Pundamilia pundamilia Care Guide
Pundamilia pundamilia is a blue-backed haplochromine cichlid from the Tanzanian part of Lake Victoria, living among boulders and brooding eggs in the mouth.
Overview
Pundamilia pundamilia is a haplochromine cichlid described by Seehausen and Bouton in 1998 and endemic to the Tanzanian part of Lake Victoria. It is the sister species of Pundamilia nyererei, with which it occurs at the same rocky sites; males are blue rather than red. The two are a textbook example of colour-based speciation in the Victoria cichlid radiation.
Taxonomy
- Family: Cichlidae
- Genus: Pundamilia
- Scientific name: Pundamilia pundamilia
- Authors: Seehausen & Bouton, 1998
- Synonym: Haplochromis pundamilia
Habitat
FishBase describes the species as confined to rocky substrates, inhabiting moderately steep to steep shores with medium to large boulders, where it lives in large crevices between rocks, predominantly in shallow water and rock pools on emergent rocky reefs.

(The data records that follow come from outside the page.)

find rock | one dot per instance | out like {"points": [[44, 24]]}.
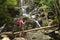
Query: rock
{"points": [[5, 37], [37, 35], [19, 38]]}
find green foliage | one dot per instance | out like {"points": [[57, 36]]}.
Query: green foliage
{"points": [[11, 3]]}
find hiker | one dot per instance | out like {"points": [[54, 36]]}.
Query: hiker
{"points": [[20, 23]]}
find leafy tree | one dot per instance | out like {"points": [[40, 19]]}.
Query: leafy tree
{"points": [[5, 17]]}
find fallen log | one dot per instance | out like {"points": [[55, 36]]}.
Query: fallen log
{"points": [[28, 30]]}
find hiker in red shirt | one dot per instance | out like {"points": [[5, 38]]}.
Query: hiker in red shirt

The Victoria basin is warm and alkaline.
Tank requirements
- Maximum size: about 12.4 cm (4.9 in) SL (FishBase, Wikipedia)
- Temperature: 24-28 °C (KB record, warm Victoria water)
- pH: 7.5-8.5 (KB record, alkaline Victoria water)
- Rocky aquascape with crevices
- Keep one male with several females
Diet
FishBase reports it feeds mainly on benthic insect larvae, especially Ephemeroptera (mayflies), occasionally taking zooplankton, small fish and Bryozoa, giving a trophic level of about 3.7. Aquarium specimens accept varied prepared and frozen foods.
Compatibility
A rock-associated Victorian, best kept one male per group of females. Suitable companions are other robust Victorian haps and Synodontis; avoid keeping it with similarly blue congeners to prevent cross-breeding.
Breeding
FishBase describes it as a polygynous female mouthbrooder with maternal parental care, with the female carrying eggs and fry in her mouth.
Conservation status
IUCN Red List: Least Concern (assessed 2010).